Cabe lembrar o pensamento de Cademartori (2001, p. 181), que diante desse
quadro, exalta a atuação do Poder Judiciário, o qual, sob os parâmetros da Teoria
do Garantismo Jurídico, deve efetuar o controle e a adequação axiológicaconstitucional dos atos da Administração Pública, a fim de garantir que o juiz aprecie
“[...] na sua inteireza, quaisquer atos oriundos do Poder Público, tendo como
parâmetros as garantias constitucionais e os direitos fundamentais cuja diretriz
política estará referida à primazia do administrado frente à Administração.”
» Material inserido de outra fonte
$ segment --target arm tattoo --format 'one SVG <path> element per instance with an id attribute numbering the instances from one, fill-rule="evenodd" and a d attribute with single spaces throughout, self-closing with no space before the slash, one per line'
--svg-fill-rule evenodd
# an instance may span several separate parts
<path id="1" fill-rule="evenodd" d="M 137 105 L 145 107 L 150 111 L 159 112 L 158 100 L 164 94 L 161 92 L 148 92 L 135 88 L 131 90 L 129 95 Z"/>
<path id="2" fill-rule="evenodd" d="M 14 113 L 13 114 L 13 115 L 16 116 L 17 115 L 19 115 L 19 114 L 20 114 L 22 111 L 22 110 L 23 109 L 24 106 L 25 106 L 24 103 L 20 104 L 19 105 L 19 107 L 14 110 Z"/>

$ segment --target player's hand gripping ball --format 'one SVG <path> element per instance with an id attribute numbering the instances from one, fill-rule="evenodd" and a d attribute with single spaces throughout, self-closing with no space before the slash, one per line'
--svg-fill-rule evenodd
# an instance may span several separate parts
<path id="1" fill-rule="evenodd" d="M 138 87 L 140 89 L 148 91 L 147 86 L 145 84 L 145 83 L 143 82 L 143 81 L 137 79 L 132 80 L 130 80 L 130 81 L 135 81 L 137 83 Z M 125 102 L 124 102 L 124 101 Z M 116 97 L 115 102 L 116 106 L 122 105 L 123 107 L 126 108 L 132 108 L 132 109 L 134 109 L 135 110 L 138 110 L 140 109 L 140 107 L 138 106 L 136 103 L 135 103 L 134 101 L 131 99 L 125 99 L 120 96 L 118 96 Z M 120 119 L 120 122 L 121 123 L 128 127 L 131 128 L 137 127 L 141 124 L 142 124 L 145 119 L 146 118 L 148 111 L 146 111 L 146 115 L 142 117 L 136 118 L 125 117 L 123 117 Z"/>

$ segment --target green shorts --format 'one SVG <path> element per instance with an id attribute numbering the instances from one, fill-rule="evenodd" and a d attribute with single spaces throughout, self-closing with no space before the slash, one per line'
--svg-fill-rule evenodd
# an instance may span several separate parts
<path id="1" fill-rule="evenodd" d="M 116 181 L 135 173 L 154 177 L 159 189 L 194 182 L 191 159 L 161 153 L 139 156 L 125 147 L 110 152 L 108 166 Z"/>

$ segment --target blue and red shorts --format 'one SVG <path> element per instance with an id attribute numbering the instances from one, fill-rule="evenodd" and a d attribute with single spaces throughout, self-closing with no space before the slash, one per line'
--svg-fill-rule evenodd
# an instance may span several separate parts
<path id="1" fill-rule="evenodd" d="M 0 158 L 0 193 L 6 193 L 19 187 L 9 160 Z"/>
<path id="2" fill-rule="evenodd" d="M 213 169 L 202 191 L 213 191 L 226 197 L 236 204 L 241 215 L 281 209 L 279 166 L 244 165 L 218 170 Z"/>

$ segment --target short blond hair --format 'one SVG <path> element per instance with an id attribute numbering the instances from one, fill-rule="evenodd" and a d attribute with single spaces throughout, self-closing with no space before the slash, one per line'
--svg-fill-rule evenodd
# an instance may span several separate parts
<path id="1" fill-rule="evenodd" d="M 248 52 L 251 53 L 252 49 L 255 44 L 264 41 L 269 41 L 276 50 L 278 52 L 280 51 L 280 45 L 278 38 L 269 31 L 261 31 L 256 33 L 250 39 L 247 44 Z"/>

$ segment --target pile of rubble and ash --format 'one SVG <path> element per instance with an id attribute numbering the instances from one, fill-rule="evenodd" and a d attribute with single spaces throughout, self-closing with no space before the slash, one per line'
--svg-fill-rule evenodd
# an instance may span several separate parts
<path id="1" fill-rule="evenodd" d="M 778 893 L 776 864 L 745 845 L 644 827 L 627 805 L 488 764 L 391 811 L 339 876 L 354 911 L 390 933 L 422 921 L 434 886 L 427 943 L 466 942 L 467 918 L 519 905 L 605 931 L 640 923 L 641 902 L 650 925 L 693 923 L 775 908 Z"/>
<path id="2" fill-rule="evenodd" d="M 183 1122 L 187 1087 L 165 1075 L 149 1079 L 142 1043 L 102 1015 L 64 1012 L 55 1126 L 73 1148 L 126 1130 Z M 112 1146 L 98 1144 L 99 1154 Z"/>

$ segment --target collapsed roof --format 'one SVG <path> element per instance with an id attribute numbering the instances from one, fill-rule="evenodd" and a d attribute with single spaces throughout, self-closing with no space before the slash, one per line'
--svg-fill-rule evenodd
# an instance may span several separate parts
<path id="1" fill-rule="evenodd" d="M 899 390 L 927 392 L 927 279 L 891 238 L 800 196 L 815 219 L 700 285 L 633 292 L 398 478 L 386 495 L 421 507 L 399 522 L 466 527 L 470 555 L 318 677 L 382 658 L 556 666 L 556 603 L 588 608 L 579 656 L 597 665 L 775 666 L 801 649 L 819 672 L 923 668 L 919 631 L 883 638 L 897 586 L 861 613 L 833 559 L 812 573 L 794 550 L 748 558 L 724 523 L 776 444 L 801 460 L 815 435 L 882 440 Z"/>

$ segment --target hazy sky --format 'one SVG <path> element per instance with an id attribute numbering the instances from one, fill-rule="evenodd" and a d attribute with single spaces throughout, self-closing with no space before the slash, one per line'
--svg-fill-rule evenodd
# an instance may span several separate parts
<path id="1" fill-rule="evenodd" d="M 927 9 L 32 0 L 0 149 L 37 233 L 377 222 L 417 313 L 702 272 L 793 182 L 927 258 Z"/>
Essas reflexões permitem afirmar que, sob a ótica da Teoria do Garantismo
Jurídico, a suspensão dos serviços públicos essenciais, da maneira como é efetuada
no Brasil, é ilegal, uma vez que não possibilita aos seus usuários utilizarem os meios
previstos
constitucionalmente
ou
através
de
leis
infraconstitucionais,
para
insurgirem-se quanto ao ato que os priva da utilização destes serviços.
Impende salientar ainda, o papel dos operadores do direito, com vistas a
efetivar a observância dos diretos fundamentais e das garantias dispostas na
Constituição, aplicáveis a prestação de serviços públicos essenciais pela
Administração Pública, com o intuito de proporcionar aos indivíduos o mínimo
necessário para atender suas necessidades, bem como contribuir para o
desenvolvimento e funcionamento da sociedade.
Por derradeiro, conclui-se que somente quando os serviços públicos,
proporcionarem a efetividade dos princípios fundamentais que regem toda
sociedade, será possível vislumbrar a efetiva realização dos direitos e garantias
fundamentais com o respeito incondicional a dignidade da pessoa humana.